Here are the main goals and benefits of a data governance program:

Data Governance Business Impact - by Xavier de Boisredon

Head of Data, CDO, and Data Stewards are in charge of data governance

In most organizations, data stewards are in charge to implement a framework to ensure key governance standards are met. This framework supports a set of rules and responsibilities such as assigning owners to data assets, enforcing the security of the analytics systems, adding access rights and security roles to data analysts and engineers. The framework and policies can change from one company to another.

Heads of data or CDOs, that manage data analytics teams, oversee the efforts of the data stewards. They set up a clear program or strategy to prioritize the work, set standards, define clear roles and responsibilities during a monthly or yearly committee. Data stewards support the strategy and implement the processes established by the head of data or Chief Data Officer. Good practices often focus on using a specialized governance tool, such as Castor.

The benefits of the work of the data stewards impact data governance and the efficiency of the analytics teams. It helps improve the quality of the decision making and brings visibility. They support analytics teams by maintaining high data quality standards, owners, roles to ensure smooth decisions and increasing security.

When did data governance become a thing?

Timeline and key milestones in the space.

For the past twenty years, the challenge around data was to build an infrastructure to store and consume data efficiently and at scale. Producing data has become cheaper and easier over the years with the emergence of cloud data warehouses and transformation tools like dbt. Access to data has been democratized thanks to BI tools with BI tools like Looker, Tableau or Metabase. Now, building nice dashboards is the new normal in Ops and Marketing team. This gave rise to a new problem: decentralized, untrustworthy & irrelevant data and dashboards.

Even the most data-driven companies still struggle to get value from data - up to 73% of all enterprise data goes unused.

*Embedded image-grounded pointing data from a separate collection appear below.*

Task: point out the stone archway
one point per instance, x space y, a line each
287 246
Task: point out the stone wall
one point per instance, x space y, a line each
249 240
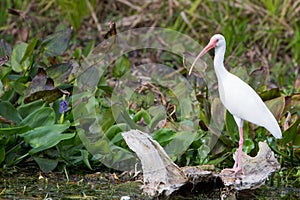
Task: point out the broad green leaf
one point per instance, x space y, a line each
180 143
115 129
142 114
203 151
57 43
60 72
14 130
163 136
29 49
85 158
88 48
46 95
2 154
45 164
8 111
1 88
5 48
17 63
41 117
101 146
18 87
45 137
121 67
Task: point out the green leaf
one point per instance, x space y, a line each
142 114
57 43
88 48
60 72
29 49
85 158
8 111
41 117
121 67
115 129
17 62
14 130
2 154
163 136
203 151
45 137
45 164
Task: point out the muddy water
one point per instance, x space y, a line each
31 183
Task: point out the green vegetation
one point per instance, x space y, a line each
37 83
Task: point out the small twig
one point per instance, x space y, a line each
94 16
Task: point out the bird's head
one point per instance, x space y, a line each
216 41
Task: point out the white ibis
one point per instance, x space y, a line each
238 98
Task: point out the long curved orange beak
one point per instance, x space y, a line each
212 44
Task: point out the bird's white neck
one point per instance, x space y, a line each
219 61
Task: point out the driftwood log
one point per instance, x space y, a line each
162 177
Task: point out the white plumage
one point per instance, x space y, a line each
238 97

→ 1990-2010: emergence of the 1st regulation on data privacy

In the 1970s the first data protection regulation in the world was vetted in Hessen, Germany. Since then data regulation has kept increasing. The 1990's mark the first regulations regarding data privacy with the EU directive on data protection.

Yet, compliance with regulation really became a worldwide challenge in the second half of the 2010s with the emergence of GDPR, HIPAA, and other regional regulations on personal data privacy. These first regulations drove data governance for large enterprises. This created an urgency to build tools to handle these new requirements.

→  2010 - 2020: 1st tools to comply with regulation. C-level realizes data governance becomes a strategic advantage to drive business value

With the increasing complexity of data resources/processes on one hand and the first fines for GDPR infringement on the other, companies started to build regulatory compliance processes. The 1st pieces of software to organize Governance and Privacy were born with companies like Alation and Collibra.

The challenge is simple: enforce traceability across the various data infrastructure in the organization. Data governance was then a privilege of enterprise level companies, the only ones able to afford those tools. On-premise data storage makes it expensive to deploy these software. Indeed, companies like Alation and Collibra had to deploy technology specialists on the field to connect the data to their software. The first version of data governance tools aims at collecting and referencing data resources across the organization's departments.

There were several forces at play in this period. It became easier to collect data, cheaper to store it, simpler to analyze it. This led to a Cambrian explosion of the number of data resources. As a result, large companies struggled to have visibility over the work done with data. Data was decentralized, untrustworthy & irrelevant. This chaos brought a new strategic dimension to data governance. More than a compliance obligation, data governance became a key lever to bring about business value. The best organizations decided to bring in governance to help and improve efficiency of their analytics team. Governance wasn't just a compliance tool, but has key business impact and brought visibility across the various data systems.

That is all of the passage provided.